In some countries, lower powers are needed to be legal, can be as low as 250W, 24V, 10-14A. More commonly, use at least 36V and 20A, which will get approximately 20 mph (32 km/hr) on level ground. Go to 48V and 25A to maintain 32 km/hr on small hills and headwinds, or to get better speeds up steep hills.
(b) Medium Power
For medium power, you likely want a DD hub motor, nominal 500W or more. A geared motor is okay if at the lower power end. Front hub is okay, but the back hub motor is preferred if going to higher power. Controllers and batteries rated for minimum 36V, probably 48V, 25A.
(c) High Power
For really high power, almost certainly use a DD motor, almost certainly on the back, probably a Lyen controller. Voltages >> 48V, currents >= 30A. Don't go straight to (c), start with (a) or (b) unless you really know what you are doing.
Full cost to convert a bike is likely to be $500-$1400.
Lower-end kits (not including battery) cost ~$200-$300 shipped. Nicer/higher power kits are about $450-$1000.
Batteries will be $250 to >$500. Example: HobbyKing LiPo, 36V 10Ah, on sale can be ~$200 shipped, but a good charger will be ~$80-$120 and a good power supply for it ~$40-$80. LiFePo4 from Ping, 36V 15Ah is ~$450 shipped, with a 2A charger included. But these numbers are changing fast.

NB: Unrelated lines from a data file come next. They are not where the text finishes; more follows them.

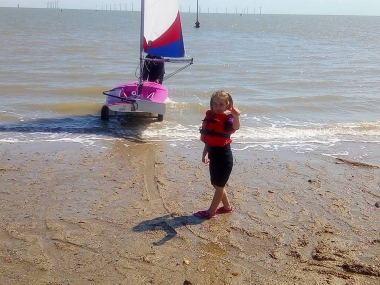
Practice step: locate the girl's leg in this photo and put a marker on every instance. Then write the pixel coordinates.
(220, 195)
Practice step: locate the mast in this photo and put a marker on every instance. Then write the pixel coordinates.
(197, 24)
(141, 41)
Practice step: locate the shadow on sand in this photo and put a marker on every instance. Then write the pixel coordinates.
(168, 223)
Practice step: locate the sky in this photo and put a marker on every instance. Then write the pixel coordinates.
(308, 7)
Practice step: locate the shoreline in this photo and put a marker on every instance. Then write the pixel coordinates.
(123, 215)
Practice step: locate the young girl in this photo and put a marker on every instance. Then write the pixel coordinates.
(220, 122)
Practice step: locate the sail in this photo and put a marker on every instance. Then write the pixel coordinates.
(162, 28)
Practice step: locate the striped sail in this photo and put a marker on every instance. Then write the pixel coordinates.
(162, 29)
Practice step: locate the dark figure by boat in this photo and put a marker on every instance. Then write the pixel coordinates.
(153, 71)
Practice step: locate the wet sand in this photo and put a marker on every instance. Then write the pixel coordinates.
(123, 215)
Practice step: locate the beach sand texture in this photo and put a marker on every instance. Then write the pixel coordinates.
(123, 215)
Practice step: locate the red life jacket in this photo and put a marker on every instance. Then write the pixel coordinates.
(212, 131)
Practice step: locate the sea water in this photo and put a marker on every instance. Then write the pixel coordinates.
(302, 83)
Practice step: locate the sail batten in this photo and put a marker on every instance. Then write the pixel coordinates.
(162, 29)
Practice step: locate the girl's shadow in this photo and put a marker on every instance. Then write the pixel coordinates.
(168, 223)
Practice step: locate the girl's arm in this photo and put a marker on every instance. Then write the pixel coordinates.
(236, 113)
(204, 155)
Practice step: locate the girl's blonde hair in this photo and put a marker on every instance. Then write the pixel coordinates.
(223, 95)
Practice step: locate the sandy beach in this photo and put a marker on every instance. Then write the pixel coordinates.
(72, 214)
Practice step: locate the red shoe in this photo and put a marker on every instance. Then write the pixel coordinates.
(204, 215)
(222, 210)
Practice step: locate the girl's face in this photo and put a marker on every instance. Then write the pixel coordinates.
(219, 105)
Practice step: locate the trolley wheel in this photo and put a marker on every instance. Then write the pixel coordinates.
(105, 113)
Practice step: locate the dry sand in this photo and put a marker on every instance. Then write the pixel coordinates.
(123, 215)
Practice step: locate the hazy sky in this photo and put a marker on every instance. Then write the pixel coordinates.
(315, 7)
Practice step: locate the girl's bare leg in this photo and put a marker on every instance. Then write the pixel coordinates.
(220, 195)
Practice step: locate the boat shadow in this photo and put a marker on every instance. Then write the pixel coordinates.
(126, 127)
(168, 223)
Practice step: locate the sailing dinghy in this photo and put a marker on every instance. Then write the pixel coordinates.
(161, 36)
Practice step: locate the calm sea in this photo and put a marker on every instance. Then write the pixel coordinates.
(304, 83)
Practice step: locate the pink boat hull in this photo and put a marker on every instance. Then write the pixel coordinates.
(127, 98)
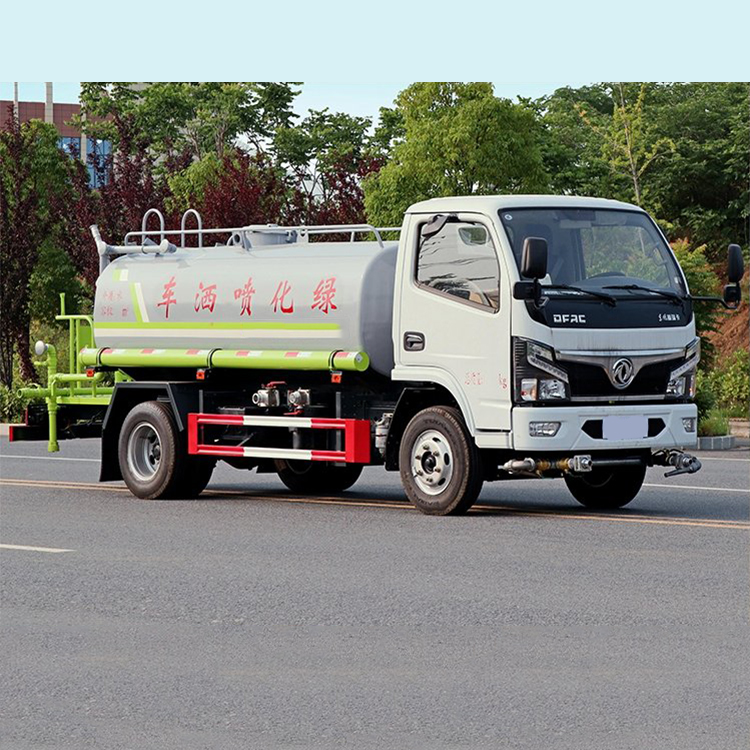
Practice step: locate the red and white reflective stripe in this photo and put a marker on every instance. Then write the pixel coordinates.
(356, 437)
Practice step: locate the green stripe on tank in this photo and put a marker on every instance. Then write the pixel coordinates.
(221, 326)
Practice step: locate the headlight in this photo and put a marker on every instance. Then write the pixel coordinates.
(682, 379)
(676, 388)
(543, 429)
(549, 389)
(533, 361)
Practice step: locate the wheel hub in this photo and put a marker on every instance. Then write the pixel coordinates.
(144, 452)
(432, 462)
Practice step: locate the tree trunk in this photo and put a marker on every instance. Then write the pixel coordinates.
(6, 358)
(28, 373)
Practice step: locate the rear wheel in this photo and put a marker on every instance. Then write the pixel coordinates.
(151, 460)
(440, 465)
(153, 457)
(317, 478)
(607, 489)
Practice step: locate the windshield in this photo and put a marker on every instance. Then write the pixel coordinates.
(597, 249)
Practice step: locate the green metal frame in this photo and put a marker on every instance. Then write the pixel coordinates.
(74, 387)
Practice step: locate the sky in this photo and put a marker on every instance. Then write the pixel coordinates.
(361, 99)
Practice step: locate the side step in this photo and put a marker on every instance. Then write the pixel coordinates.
(356, 437)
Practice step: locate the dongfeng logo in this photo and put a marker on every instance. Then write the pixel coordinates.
(623, 373)
(569, 318)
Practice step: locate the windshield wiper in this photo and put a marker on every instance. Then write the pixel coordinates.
(677, 298)
(608, 298)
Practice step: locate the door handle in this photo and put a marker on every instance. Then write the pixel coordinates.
(413, 341)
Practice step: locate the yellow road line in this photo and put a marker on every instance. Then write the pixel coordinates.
(377, 503)
(26, 548)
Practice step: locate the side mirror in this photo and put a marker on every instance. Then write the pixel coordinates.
(534, 258)
(735, 264)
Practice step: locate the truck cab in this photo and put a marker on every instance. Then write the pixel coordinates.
(611, 335)
(563, 328)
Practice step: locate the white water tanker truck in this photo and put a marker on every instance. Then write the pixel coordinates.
(501, 337)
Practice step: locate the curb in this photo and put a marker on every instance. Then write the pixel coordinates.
(720, 443)
(739, 428)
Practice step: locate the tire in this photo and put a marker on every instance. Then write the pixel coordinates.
(316, 478)
(607, 489)
(439, 463)
(153, 461)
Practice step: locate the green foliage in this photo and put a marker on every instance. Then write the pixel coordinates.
(702, 281)
(458, 139)
(32, 176)
(731, 383)
(715, 422)
(705, 394)
(689, 143)
(197, 118)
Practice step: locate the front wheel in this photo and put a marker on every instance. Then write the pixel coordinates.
(607, 489)
(317, 478)
(440, 465)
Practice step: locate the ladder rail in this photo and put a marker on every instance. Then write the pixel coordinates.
(243, 235)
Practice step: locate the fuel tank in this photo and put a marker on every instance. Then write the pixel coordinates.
(321, 296)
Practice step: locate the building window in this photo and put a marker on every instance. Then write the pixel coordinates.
(71, 146)
(97, 159)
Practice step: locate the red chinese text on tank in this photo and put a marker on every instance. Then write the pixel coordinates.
(279, 299)
(324, 294)
(205, 297)
(167, 298)
(245, 294)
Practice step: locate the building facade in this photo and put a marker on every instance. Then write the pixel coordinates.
(91, 151)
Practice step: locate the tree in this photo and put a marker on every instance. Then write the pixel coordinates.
(197, 118)
(458, 139)
(702, 189)
(681, 148)
(571, 148)
(242, 189)
(326, 156)
(133, 184)
(31, 172)
(629, 144)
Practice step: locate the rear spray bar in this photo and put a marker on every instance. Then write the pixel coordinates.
(252, 359)
(356, 448)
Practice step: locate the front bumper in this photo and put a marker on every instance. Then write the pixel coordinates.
(571, 435)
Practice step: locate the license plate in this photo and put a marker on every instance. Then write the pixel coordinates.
(621, 427)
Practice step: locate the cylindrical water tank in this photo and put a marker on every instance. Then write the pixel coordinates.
(322, 296)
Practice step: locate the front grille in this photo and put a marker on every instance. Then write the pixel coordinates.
(592, 381)
(594, 428)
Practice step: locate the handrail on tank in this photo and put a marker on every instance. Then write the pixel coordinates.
(155, 212)
(183, 221)
(242, 236)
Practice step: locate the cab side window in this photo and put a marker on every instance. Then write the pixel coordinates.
(460, 261)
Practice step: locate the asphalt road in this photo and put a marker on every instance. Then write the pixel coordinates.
(252, 618)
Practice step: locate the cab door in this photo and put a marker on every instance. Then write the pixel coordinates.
(453, 319)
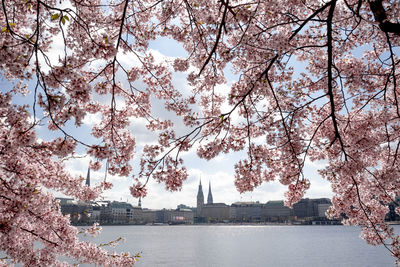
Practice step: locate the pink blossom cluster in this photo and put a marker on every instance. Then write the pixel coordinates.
(313, 81)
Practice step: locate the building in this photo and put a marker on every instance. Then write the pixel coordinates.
(276, 211)
(210, 212)
(246, 211)
(200, 201)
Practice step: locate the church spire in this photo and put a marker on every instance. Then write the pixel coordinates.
(200, 200)
(209, 198)
(88, 178)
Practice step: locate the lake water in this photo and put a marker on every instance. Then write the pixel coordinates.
(247, 246)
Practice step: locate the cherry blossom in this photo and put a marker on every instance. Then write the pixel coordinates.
(314, 80)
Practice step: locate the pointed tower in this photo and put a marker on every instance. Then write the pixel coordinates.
(88, 178)
(200, 200)
(209, 197)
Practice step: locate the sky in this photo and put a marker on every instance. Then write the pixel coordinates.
(218, 171)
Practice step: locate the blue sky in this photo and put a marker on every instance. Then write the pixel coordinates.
(219, 171)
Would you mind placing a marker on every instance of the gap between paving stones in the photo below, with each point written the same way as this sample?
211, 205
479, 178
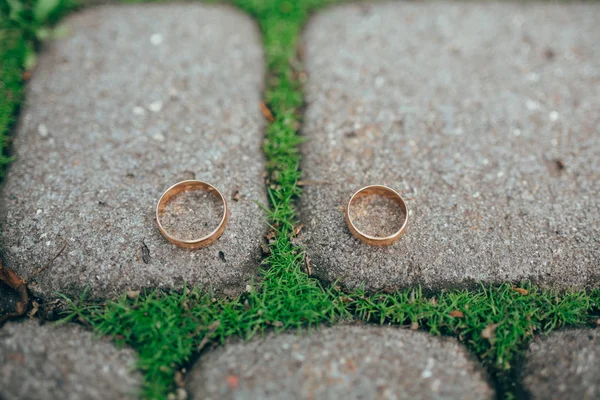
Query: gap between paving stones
288, 299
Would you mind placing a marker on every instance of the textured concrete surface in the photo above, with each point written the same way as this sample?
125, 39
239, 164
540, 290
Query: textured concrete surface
135, 99
343, 362
66, 362
484, 116
566, 365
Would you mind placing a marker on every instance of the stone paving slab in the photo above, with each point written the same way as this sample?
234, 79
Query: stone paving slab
566, 365
484, 116
135, 99
66, 362
343, 362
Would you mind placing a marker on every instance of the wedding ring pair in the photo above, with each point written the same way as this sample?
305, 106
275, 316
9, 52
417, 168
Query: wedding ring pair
210, 238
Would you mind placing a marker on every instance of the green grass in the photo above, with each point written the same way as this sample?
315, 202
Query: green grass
169, 329
12, 56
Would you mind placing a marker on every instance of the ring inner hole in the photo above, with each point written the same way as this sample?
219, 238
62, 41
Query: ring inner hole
376, 215
192, 214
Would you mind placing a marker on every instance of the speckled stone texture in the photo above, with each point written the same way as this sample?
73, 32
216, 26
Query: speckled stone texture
135, 99
565, 365
343, 362
484, 116
66, 362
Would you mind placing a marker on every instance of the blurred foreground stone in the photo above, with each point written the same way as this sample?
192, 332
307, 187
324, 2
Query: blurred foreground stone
55, 363
343, 362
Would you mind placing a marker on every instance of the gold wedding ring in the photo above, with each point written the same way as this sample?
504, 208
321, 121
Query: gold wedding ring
185, 186
381, 191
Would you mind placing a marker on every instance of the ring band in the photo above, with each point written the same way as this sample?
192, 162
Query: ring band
185, 186
387, 193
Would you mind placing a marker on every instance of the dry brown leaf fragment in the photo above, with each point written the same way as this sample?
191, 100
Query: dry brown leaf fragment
18, 284
310, 182
266, 112
34, 310
521, 290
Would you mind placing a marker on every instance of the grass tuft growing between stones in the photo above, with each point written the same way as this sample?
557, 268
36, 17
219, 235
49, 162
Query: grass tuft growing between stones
170, 329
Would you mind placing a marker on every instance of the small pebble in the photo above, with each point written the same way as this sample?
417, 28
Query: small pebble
159, 137
155, 106
139, 111
42, 130
156, 39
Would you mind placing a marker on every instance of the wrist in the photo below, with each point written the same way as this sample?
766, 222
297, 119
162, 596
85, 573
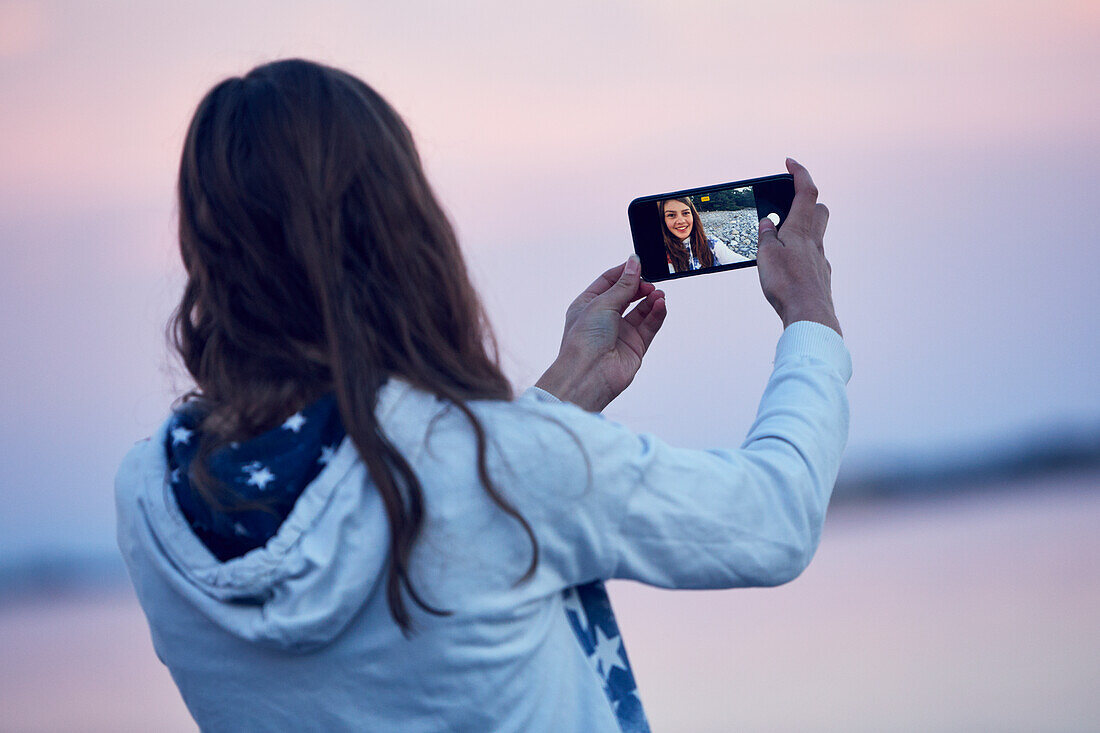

Bottom line is this can only be a guide. Your needs/wants for speed, distance, type of bike, etc. will dictate a lot more details. The group here is great at answering questions.
Basic info links
For a page which covers a similar range of info as above, with pictures and video, see Ypedal's "rant" page: http://www.ypedal.com/rant/rant.htm
2010-12-19 Added HVC, BMS, balancing, "6S2P" etc.; mentioned CycleAnalyst, Watts-up, ebikes.ca simulator; formatted a bit for easier reading.
2011-10-29 Added full-suspension paragraph in bikes section, and added Hyperion EOS 1420i as popular charger.